The stance by the two Democrats was perhaps as undramatic as the outcome of the impeachment trial itself, which had been preordained by Senate Majority Leader Mitch McConnell, R-Kentucky, to end with an acquittal.

But in interviews Wednesday morning with The Seattle Times, Murray and Cantwell said their votes will uphold a bedrock constitutional principle of protecting domestic elections from foreign influence.

“We need to fight this. … what has given the United States our leadership and authority is the fact that we have had free and fair elections,” Cantwell said.

Murray said endorsing or excusing Trump’s actions would send a dangerous message. “If we lower this bar and say foreign countries can interfere, we have set a precedent where we have to ask every president, who are you representing?” she said.

Both criticized the Senate trial, pointing to Republicans’ blocking relevant witnesses and documents related to Trump’s effort to get Ukraine to announce an investigation of a political rival, former Vice President Joe Biden.


Murray, the state’s senior senator, now serving her fifth term, contrasted the Trump impeachment with her 1999 vote to acquit President Bill Clinton on charges of lying under oath and obstruction of justice related to his affair with White House intern Monica Lewinsky.

During the Clinton impeachment, Murray acknowledged Clinton’s “reprehensible behavior” but said it didn’t merit his removal.

“If we are to remove a president for the first time in our nation’s history, none of us should have any doubts,” she said at the time.
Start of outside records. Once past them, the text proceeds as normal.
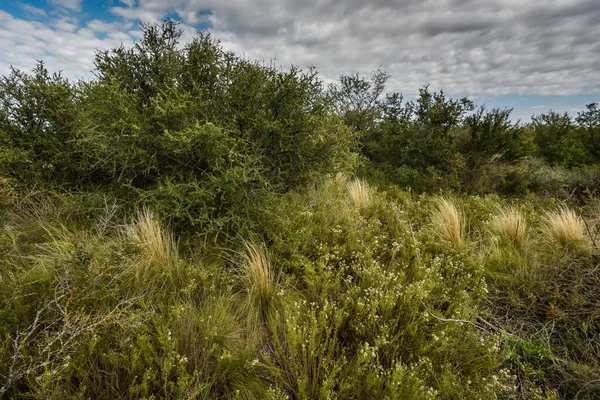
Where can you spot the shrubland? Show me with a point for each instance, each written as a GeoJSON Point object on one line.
{"type": "Point", "coordinates": [193, 224]}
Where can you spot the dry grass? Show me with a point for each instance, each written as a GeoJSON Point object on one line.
{"type": "Point", "coordinates": [158, 248]}
{"type": "Point", "coordinates": [260, 290]}
{"type": "Point", "coordinates": [360, 193]}
{"type": "Point", "coordinates": [566, 228]}
{"type": "Point", "coordinates": [510, 224]}
{"type": "Point", "coordinates": [340, 179]}
{"type": "Point", "coordinates": [258, 273]}
{"type": "Point", "coordinates": [448, 222]}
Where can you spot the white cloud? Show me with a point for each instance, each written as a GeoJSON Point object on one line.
{"type": "Point", "coordinates": [496, 47]}
{"type": "Point", "coordinates": [62, 45]}
{"type": "Point", "coordinates": [32, 10]}
{"type": "Point", "coordinates": [74, 5]}
{"type": "Point", "coordinates": [493, 47]}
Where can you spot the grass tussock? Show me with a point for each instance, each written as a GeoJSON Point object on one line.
{"type": "Point", "coordinates": [565, 227]}
{"type": "Point", "coordinates": [448, 222]}
{"type": "Point", "coordinates": [511, 225]}
{"type": "Point", "coordinates": [157, 248]}
{"type": "Point", "coordinates": [360, 193]}
{"type": "Point", "coordinates": [259, 282]}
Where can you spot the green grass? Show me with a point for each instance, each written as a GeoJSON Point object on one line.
{"type": "Point", "coordinates": [343, 300]}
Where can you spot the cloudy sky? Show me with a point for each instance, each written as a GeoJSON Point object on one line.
{"type": "Point", "coordinates": [530, 55]}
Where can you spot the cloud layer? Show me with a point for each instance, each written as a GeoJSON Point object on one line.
{"type": "Point", "coordinates": [496, 47]}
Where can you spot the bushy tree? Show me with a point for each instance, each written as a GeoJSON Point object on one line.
{"type": "Point", "coordinates": [589, 127]}
{"type": "Point", "coordinates": [38, 117]}
{"type": "Point", "coordinates": [557, 141]}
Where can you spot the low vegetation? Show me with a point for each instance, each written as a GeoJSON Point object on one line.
{"type": "Point", "coordinates": [192, 224]}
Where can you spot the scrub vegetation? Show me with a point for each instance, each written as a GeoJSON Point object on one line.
{"type": "Point", "coordinates": [192, 224]}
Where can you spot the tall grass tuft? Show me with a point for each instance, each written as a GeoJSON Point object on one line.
{"type": "Point", "coordinates": [566, 228]}
{"type": "Point", "coordinates": [340, 179]}
{"type": "Point", "coordinates": [260, 286]}
{"type": "Point", "coordinates": [157, 248]}
{"type": "Point", "coordinates": [448, 222]}
{"type": "Point", "coordinates": [511, 225]}
{"type": "Point", "coordinates": [360, 193]}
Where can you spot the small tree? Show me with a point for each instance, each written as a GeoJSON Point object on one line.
{"type": "Point", "coordinates": [589, 126]}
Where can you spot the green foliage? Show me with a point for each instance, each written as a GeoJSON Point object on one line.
{"type": "Point", "coordinates": [38, 116]}
{"type": "Point", "coordinates": [132, 208]}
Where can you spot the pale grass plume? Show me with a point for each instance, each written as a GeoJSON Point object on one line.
{"type": "Point", "coordinates": [340, 179]}
{"type": "Point", "coordinates": [360, 193]}
{"type": "Point", "coordinates": [566, 228]}
{"type": "Point", "coordinates": [259, 294]}
{"type": "Point", "coordinates": [259, 274]}
{"type": "Point", "coordinates": [157, 246]}
{"type": "Point", "coordinates": [510, 224]}
{"type": "Point", "coordinates": [448, 221]}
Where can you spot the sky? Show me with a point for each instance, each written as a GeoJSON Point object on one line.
{"type": "Point", "coordinates": [529, 55]}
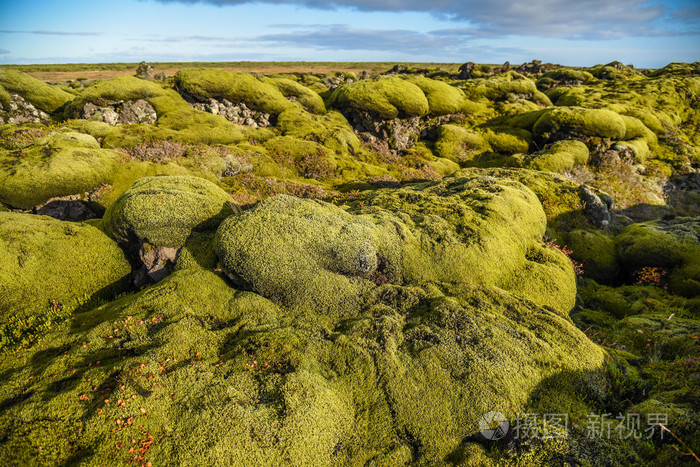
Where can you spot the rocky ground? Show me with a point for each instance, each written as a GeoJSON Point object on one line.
{"type": "Point", "coordinates": [230, 268]}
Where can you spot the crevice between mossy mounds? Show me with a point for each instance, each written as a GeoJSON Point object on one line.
{"type": "Point", "coordinates": [238, 113]}
{"type": "Point", "coordinates": [18, 110]}
{"type": "Point", "coordinates": [396, 135]}
{"type": "Point", "coordinates": [118, 112]}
She also argued Clinton was redeemable and had been punished through the public spectacle of his trial.

“I will say for Bill Clinton, I had a personal conversation with him, and he knew he did wrong. He expressed that publicly as well,” Murray said Wednesday.

Trump has made no such admissions, referring repeatedly to his “perfect” phone call with Ukraine’s president. “This president has not only said he didn’t do wrong, but he’s made it very clear he will do it in the future. And that to me is extremely offensive,” Murray said.
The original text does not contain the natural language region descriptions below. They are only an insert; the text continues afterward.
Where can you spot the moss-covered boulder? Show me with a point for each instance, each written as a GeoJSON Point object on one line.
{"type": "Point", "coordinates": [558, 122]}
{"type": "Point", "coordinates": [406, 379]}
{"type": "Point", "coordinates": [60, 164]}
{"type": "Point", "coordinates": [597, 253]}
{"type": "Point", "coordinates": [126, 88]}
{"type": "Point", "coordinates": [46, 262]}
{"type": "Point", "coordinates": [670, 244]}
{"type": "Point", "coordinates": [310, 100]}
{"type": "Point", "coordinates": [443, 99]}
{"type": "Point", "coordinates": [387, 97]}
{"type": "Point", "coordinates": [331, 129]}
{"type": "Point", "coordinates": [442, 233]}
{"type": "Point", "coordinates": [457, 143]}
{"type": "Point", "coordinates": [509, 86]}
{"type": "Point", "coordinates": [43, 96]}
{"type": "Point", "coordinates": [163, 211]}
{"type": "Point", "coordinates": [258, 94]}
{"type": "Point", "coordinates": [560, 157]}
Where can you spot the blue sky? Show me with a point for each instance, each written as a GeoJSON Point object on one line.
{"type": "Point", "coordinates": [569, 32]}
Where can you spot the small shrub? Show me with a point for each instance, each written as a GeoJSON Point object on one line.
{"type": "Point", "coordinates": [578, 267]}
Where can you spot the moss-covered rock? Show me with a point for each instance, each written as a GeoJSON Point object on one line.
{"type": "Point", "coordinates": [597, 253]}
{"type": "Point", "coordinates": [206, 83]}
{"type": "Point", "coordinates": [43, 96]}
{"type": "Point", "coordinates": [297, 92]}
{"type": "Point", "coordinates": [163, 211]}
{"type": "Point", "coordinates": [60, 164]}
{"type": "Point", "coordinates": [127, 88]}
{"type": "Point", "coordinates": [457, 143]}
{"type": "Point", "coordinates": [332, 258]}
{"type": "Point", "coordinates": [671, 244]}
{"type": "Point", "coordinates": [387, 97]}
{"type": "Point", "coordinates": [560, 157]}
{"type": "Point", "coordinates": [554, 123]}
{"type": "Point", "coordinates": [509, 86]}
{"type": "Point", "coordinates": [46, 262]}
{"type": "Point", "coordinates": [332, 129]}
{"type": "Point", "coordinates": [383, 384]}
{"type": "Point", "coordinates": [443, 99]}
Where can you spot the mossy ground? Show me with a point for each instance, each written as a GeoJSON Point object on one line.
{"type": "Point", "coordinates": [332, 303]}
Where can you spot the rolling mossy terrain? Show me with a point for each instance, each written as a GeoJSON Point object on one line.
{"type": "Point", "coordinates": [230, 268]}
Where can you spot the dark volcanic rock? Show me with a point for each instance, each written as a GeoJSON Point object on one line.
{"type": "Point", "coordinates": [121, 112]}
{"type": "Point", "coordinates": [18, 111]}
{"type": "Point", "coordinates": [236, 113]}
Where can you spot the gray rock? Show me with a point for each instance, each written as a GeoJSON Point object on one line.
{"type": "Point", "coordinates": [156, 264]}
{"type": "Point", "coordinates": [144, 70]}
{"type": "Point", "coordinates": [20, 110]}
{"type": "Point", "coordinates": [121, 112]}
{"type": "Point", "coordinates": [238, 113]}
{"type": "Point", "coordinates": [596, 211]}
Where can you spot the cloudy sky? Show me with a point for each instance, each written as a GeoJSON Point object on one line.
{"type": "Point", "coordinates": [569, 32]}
During the Clinton impeachment trial, Murray said, the Senate ensured that at least the proceeding was seen as legitimate on a bipartisan basis.


“We were able to walk out of the Clinton trial, however we voted, and felt it was fair. The evidence was all brought before us, and it was based on our judgments on that. The difference this time is no one is going to walk out of this and say it was fair. No one is going to walk out of it and say evidence was presented. In fact, evidence was denied,” she said.

Murray also said Clinton’s offense centered on “lying about an affair,” while the allegations against Trump involve a more serious abuse of his office.

Some Senate Republicans have acknowledged that evidence in the impeachment inquiry showed Trump improperly pressured Ukrainian leaders to announce an investigation of Biden. But they said the misdeeds did not rise to the level of kicking Trump out of office ahead of the 2020 election.

Cantwell, serving her fourth term, said she heard from constituents demanding she take action to protect American institutions and elections.

“You didn’t hear about political convenience one way or another. Their point was you are supposed to hold people accountable for wrong actions — and what are you doing about this situation,” she said.

By declining to call new witnesses or hear all potential evidence, Cantwell said, Republicans could be setting themselves up for surprises as more information emerges on the Ukraine scandal.


Utah’s Sen. Mitt Romney was the lone Republican who voted to convict Trump on either charge. He voted in favor of a conviction on Article 1, abuse of power.

“I don’t think these guys were ever — I don’t know if it’s the power they see in Trump’s potential retribution, but [Republican senators] didn’t seem to gravitate toward here’s more ways we can get that information,” Cantwell said.

On Wednesday, House Judiciary Chair Jerry Nadler, D-New York, said it was “likely” that House Democrats will subpoena John Bolton, Trump’s former national security adviser, who has written a book saying the president told him to continue a freeze on military aid to the Ukraine until officials there helped with investigations into Biden.

Cantwell said evidence has shown Trump’s efforts to push Ukraine into a Biden probe involved more than the now-famous phone call between Trump and Ukraine President Volodymyr Zelensky. “To me it was a scheme involving many people over a long period of time,” she said.

The impeachment positions of Cantwell and Murray mirror the straight partisan divide in the state’s 10-member House delegation during the December vote to impeach Trump. All seven of Washington’s House Democrats voted in favor of the two articles of impeachment, while the three Republicans voted no.

Both Murray and Cantwell gave speeches on the Senate floor earlier this week announcing their intended votes.

As the impeachment proceeding ends, Trump’s approval rating in the Gallup Poll reached 49%, his highest mark yet in the poll, leaving some Democrats fretting that the trial backfired.

Murray said she has no idea what the political consequences will be, “but I know personally that I am on the record, as a U.S. senator representing millions of people in my home state, that it is not OK for a president to ask a foreign country to interfere in our election.”